Enfin, Jean-Claude Mailly, le secrétaire général de FO, a voulu dissiper la volonté que lui prêtait hier un article des Echos de trouver une porte de sortie au conflit sur le projet El Khomri, ce qui expliquerait qu'il n'appelle plus explicitement au retrait du texte. C'est pourtant ce qu'il a fait hier à la tribune en appelant à la poursuite de la mobilisation pour obtenir le retrait du texte. "Vous voyez", m'a alors glissé une militante FO interrogé quelques instants auparavant sur la stratégie de la confédération. Le leader de Force ouvrière a également sorti les griffes à l'égard du gouvernement qui célébrait ces jours-ci les 80 ans du gouvernement du Front populaire : "C'est une façon schizophrène de commémorer cet anniversaire car l'un des acquis du Front populaire, c'est bien le principe de faveur, à travers la loi du 24 juin 1936, un principe que le projet de loi El Khomri remet en cause".

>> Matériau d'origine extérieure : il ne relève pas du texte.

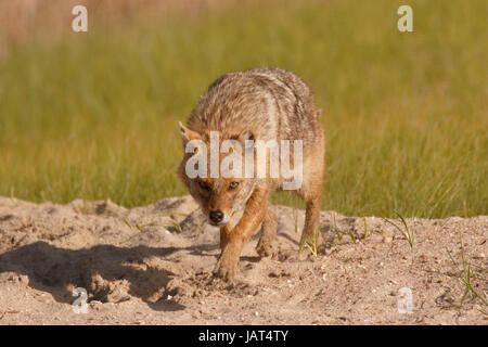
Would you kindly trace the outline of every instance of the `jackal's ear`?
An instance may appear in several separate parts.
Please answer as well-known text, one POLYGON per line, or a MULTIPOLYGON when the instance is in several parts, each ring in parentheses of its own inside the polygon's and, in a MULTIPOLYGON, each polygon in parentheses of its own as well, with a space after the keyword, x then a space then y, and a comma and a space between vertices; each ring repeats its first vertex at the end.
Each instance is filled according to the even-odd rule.
POLYGON ((180 128, 180 136, 181 140, 183 140, 183 146, 192 140, 202 139, 198 132, 187 128, 181 121, 178 121, 178 127, 180 128))
POLYGON ((254 150, 255 143, 254 133, 251 130, 245 130, 239 136, 239 142, 244 146, 246 151, 254 150))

Reste que les syndicats qui s'opposent au projet de loi Travail se posent la question de la poursuite de leur mouvement. Philippe Martinez a ainsi incité les salariés, "dans les entreprises", à envisager des grèves. Jean-Claude Mailly a évoqué d'autres rassemblements. So What ? Pour Ghislaine, déléguée CGT du CIC de Paris, il faut au minimum un retrait temporaire "afin de reprendre à zéro les négociations pour un nouveau texte". Cette hypothèse, elle y croit : "Ce projet n'est pas populaire dans l'opinion. Dans la banque, les salariés ne se mobilisent pas mais ils sont contre. On le voit bien à leurs réactions et à leurs questions quand nous distribuons des tracts dans les agences".

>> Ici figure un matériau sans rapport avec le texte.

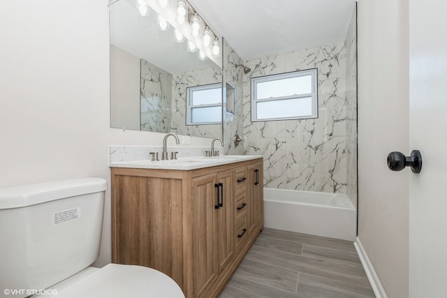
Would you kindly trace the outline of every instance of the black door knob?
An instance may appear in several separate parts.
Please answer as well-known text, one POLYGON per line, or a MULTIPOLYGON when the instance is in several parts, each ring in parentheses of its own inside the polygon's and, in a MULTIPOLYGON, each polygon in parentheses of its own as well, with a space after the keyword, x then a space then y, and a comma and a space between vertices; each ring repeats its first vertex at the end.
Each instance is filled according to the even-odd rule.
POLYGON ((411 172, 418 173, 422 168, 422 156, 419 150, 413 150, 409 156, 402 152, 393 151, 386 158, 388 168, 393 171, 401 171, 405 167, 411 167, 411 172))

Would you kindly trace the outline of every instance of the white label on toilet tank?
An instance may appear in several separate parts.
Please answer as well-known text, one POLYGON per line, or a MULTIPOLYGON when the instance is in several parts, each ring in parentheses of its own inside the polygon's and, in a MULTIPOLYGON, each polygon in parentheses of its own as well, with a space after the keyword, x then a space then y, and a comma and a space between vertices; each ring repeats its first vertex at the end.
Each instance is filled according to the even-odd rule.
POLYGON ((53 213, 53 225, 74 221, 81 217, 81 207, 53 213))

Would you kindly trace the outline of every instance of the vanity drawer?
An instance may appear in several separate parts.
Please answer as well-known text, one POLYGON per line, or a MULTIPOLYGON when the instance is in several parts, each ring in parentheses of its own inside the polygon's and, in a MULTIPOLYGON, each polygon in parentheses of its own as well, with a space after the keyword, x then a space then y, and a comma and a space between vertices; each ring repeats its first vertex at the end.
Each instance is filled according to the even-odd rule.
POLYGON ((235 219, 236 221, 243 217, 247 217, 247 209, 249 208, 247 192, 243 192, 235 198, 235 209, 236 210, 235 219))
POLYGON ((247 219, 247 216, 244 216, 236 221, 235 237, 236 237, 237 252, 244 246, 249 239, 249 225, 247 219))
POLYGON ((247 191, 247 184, 248 183, 247 167, 236 167, 235 173, 235 195, 237 195, 247 191))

Nicolas Buatois, responsable CGT à la plateforme d'Orly des Aéroports de Paris, veut lui aussi croire à un abandon de la réforme : "C'est comme pour le CPE (contrat nouvelle embauche). Si nous continuons à nous battre, ils pourront peut-être faire adopter le texte mais ils ne pourront pas l'appliquer". Deux stratégies syndicales continuent donc de vivre séparément leur bonhomme de chemin. D'un côté, la CFE-CGC, comme la CFDT, la CFTC ou l'UNSA, misent sur les discussions politiques avec les parlementaires pour infléchir le texte, d'autant que la majorité politique semble loin d'être acquise. "En 2017, il y aura des élections législatives. Nous n'oublierons pas quelles auront été les positions des parlementaires sur ce projet", a averti hier Carole Couvert. De l'autre, CGT, FO, FSU et Solidaires jouent la mobilisation de rue pour tenter de faire échec au gouvernement, une mobilisation confrontée, en période d'état d'urgence, à une volonté de contrôle de la part des pouvoirs publics, d'autant que différents incidents ont émaillé certains cortèges. Le débat parlementaire se poursuit jusqu'au 17 mai, date du vote solennel à l'Assemblée nationale. Ensuite, le texte arrivera début juin au Sénat en commission des affaires sociales. Le gouvernement avait dit souhaiter une adoption en juillet de son projet.